We have the pretty standard server configuration of a load balancer (apache) in front of two machines which serve the actual content. Through the process of trying to upgrade a machine I realized they were not configured to easily bring up or down on their own. In commercial production (Websphere and WebLogic for instance) you just go to the admin console and take a node out of the pool. Not so with our rig. Here is the solution I came up with. I think it is pretty elegant (though I am sure it is just reinventing the wheel).

  1. Directory structure – I created 2 directories in the apache config directory (/etc/apache2 in this case): nodes-available and nodes-enabled
  2. Creating the nodes – We had all our load balanced ports in a single file. Those got broken in to separate files depending on which machine they were on. (Lets call them zfp1 and zfp2 for this example.) These files get placed in the nodes-available directory.
     $ cat nodes-available/zfp1 
     BalancerMember http://x.y.z.a:8000
     ...
     BalancerMember http://x.y.z.a:8019
    
  3. Enabling the nodes – The nodes are at this point both disabled which is not really an ideal situation. To enable them we create a symlink from the nodes-enabled directory into the nodes-available one for each node. For example, nodes-enabled/zfp1 links to nodes-available/zfp1.
     $ ls -l nodes-enabled/
     total 0
     lrwxrwxrwx 1 root root 33 Sep 16 14:12 zfp1 -> /etc/apache2/nodes-available/zfp1
     lrwxrwxrwx 1 root root 33 Sep 16 14:36 zfp2 -> /etc/apache2/nodes-available/zfp2
    
  4. Use the new system – Until this point we were just playing with files in a way that was completely transparent to apache. To start using this you need to make use of the Include functionality of apache’s configuration. I changed the reference to the single file (that we split in step 2) to be Include nodes-enabled/zfp*. By using a wildcard we can add more nodes without having to do anything to the actual server configuration. It also means we can use the load balancer for multiple clusters by just having differently named files.
     <Proxy balancer://mongrel_cluster>
       Include nodes-enabled/zfp*
     </Proxy>
    
  5. Reload the config – Apache will happily run forever without re-reading its config file, so once you are comfortable with your new configuration, so you have to remember to tell it to reload.

All the above is still really only half the solution though. Actually, it is what makes controlling individual nodes possible, but it is a pretty manual process still. For this particular property we are using Vlad the Deployer to manage things, though I suspect you could use Capistrano or Puppet just as easily.

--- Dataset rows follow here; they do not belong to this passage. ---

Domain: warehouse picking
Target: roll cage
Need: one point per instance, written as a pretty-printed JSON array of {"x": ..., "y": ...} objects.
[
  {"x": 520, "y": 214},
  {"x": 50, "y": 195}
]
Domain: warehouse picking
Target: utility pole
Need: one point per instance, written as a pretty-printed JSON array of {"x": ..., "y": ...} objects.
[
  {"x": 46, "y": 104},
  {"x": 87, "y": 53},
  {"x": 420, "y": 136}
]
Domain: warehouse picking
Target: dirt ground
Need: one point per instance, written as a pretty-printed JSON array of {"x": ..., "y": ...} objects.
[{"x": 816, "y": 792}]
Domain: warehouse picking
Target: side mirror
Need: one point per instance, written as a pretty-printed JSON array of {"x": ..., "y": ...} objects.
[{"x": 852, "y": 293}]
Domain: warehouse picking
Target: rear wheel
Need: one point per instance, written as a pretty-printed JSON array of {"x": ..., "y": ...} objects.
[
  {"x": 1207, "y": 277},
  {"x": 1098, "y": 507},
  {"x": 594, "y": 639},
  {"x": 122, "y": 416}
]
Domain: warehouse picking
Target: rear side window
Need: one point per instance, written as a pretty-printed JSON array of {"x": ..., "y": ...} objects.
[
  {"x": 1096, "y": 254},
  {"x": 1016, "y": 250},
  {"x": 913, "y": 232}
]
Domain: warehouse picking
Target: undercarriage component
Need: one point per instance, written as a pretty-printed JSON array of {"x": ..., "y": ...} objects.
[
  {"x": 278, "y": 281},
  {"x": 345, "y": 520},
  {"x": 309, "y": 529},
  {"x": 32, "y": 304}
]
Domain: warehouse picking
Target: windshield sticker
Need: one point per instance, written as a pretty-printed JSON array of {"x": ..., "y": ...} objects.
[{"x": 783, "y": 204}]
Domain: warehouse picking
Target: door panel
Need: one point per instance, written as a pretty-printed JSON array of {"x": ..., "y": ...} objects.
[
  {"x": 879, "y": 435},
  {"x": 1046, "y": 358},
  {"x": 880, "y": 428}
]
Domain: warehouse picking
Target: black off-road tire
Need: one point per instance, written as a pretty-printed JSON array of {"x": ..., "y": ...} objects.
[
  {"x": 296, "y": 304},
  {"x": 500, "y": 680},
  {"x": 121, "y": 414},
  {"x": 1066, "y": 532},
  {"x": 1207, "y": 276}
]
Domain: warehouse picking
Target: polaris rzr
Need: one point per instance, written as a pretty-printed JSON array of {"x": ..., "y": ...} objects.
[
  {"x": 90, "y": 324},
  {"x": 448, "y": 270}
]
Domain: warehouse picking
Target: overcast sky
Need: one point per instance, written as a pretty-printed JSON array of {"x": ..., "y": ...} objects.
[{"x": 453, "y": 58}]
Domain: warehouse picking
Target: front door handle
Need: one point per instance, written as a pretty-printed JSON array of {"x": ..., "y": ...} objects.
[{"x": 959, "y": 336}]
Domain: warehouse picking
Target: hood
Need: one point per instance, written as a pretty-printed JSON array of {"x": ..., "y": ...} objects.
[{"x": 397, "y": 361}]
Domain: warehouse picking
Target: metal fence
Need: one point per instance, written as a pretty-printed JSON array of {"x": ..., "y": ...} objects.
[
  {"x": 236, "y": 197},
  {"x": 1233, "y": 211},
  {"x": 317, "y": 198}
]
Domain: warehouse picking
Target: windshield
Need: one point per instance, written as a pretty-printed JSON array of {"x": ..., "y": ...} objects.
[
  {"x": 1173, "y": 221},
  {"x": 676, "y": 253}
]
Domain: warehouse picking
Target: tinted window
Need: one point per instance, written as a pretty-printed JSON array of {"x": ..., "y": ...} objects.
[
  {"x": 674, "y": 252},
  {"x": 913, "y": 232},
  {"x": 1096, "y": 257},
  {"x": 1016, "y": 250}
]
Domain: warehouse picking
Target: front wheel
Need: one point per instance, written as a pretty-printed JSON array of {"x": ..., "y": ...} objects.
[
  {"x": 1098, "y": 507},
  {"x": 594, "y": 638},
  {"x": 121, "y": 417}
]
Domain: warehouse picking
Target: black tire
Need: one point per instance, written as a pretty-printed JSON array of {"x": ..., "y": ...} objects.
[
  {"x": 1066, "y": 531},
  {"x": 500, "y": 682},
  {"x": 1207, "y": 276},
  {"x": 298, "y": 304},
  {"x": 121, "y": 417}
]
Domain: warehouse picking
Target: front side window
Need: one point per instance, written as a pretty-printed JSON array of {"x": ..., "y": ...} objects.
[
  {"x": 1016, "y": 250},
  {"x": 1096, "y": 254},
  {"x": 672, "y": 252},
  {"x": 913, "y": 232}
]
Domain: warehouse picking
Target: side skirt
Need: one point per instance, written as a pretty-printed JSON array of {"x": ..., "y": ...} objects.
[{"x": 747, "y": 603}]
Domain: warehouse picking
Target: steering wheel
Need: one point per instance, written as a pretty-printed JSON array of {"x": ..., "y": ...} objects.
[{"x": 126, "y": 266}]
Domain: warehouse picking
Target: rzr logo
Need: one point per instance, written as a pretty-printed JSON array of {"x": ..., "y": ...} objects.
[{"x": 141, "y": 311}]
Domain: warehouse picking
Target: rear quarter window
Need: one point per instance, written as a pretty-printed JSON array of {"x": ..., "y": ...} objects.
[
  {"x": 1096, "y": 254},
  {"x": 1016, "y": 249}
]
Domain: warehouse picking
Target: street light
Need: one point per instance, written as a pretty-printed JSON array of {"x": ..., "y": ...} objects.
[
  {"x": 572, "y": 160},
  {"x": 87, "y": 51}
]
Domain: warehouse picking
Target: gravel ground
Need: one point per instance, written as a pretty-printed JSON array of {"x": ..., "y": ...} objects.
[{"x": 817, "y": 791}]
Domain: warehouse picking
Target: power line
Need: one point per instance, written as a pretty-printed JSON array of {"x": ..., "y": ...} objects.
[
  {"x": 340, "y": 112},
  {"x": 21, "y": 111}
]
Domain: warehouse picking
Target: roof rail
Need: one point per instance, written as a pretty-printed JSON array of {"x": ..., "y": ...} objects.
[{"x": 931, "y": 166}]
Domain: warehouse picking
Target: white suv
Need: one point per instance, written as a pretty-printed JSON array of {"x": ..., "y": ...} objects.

desc 'add a node to the server'
remote_task :add_node, :roles => :load_balancer do
  if ENV['node']
    run %{[ -f #{ apache_root }/nodes-available/#{ ENV['node'] } ] && [ ! -f #{ apache_root }/nodes-enabled/#{ ENV['node'] } ] && sudo ln -s #{ apache_root }/nodes-available/#{ ENV['node'] } #{ apache_root }/nodes-enabled/#{ ENV['node'] } && sudo /etc/init.d/apache2 reload || echo "Node does not exist"}
  else
    p 'You need to specify a node to be able to add it. node=foo'
  end
end

desc 'remove a node from the server'
remote_task :remove_node, :roles => :load_balancer do
  if ENV['node']
    run %{[ -f #{ apache_root }/nodes-enabled/#{ ENV['node'] } ] && sudo rm #{ apache_root }/nodes-enabled/#{ ENV['node'] } && sudo /etc/init.d/apache2 reload || echo "Node does not exist"}
  else
    p 'You need to specify a node to be able to remove it. node=foo'
  end
end

(Yes, I know that the error messages are not very nice, or even accurate in a lot of situations, but it does the job which is all I require of it right now.)

To enable a node you simply do a ‘rake lb:add_node node=zfpN’ where lb is the namespace you created for your load balancer machine and N in this case is the node number. In this example there is only zfp1 and zfp2 but it should scale linearly.